Online food-delivery platform Swiggy, which is reportedly in discussions to acquire its rival UberEats in India, has amended its internal byelaws to prevent onboarding an investor that also holds stake in its competitor Uber or any of its entities, according to information sourced from business intelligence firm paper.vc and Ministry of Corporate Affairs.
Defining an eligible investor and a competitor, the amended articles of association filed by Swiggy’s parent company Bundl Technologies Pvt Ltd read: “Provided, however, that, for the purposes of this definition of ‘Eligible Investor’, the term ‘Competitor’, in the context of each of Accel, Coatue, DST, Hillhouse, MTDP, Naspers, NVP, SAIF, Tencent, and Wellington, shall be deemed to exclude any Person in whom such Investor holds: (a) such shares or securities as constitute only Primary Exempt Holdings, Secondary Exempt Holdings, and Tertiary Exempt Holdings, or (b) such shares or securities as constitute only Uber Exempt Holdings, which exclusions, in any event, shall apply only to such Investor holding the shares and securities described in (a) or (b) above, as applicable …” Swiggy declined to comment on the development.

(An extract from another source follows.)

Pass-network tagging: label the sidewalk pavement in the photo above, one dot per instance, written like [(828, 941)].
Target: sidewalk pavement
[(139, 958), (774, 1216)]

To be covered under the Uber Exempt Holdings clause, the company has stated three conditions for investors — first, aggregate ownership of an investor in any Uber entity should not exceed 4.99 per cent of the fully diluted share capital; second, aggregate amount invested in Uber entities should not exceed 20 per cent of total assets under management of the investor and its affiliates; and third, an investor in Swiggy should not have a seat on the board of directors of any Uber entity.
Sunil Goyal, managing director of angel fund YourNest, said that while it is common for companies to have precautionary norms to avoid having investors that may have conflicting stakes, it was not common to name a competitor in the byelaws. “Generally, the board of directors would have a list of competitors that they would refer to,” he said.
“They are trying to prevent any investor that holds stake in competitor company and any Uber entity to hold stake in Swiggy. This is not a common practice but companies often take precautionary measures to prevent their investors holding stakes or sitting on boards of competitors. One wouldn’t want its directors to sit in its board meetings and then sit for a competitor’s board meetings too,” Goyal added.
In its note, paper.vc pointed out that Swiggy’s new investor Coatue, which invested in the Bengaluru-based company along with Tencent in the latest funding round, is an investor in taxi-hailing firms Uber and Lyft. “Coatue is notable because it recently hired Emil Michael, a former Uber executive closely associated with (Uber’s founder and former CEO) Travis Kalanick,” it said.
Underscoring the potential reasons behind Swiggy amending its articles of association, paper.vc said: “For one, they reveal an apprehension of the founders that they have allowed investors who may have a conflict of interest because of their common holdings in Swiggy and its key competitor, Uber. Secondly, any new negotiations for a future financing round are likely to be exceedingly longwinding and protracted because of the sheer complexity of its amending provisions.”
On whether the new guidelines could impact a potential deal between Swiggy and UberEats, Goyal said that the articles could be amended again to suit a transaction, whenever it happens.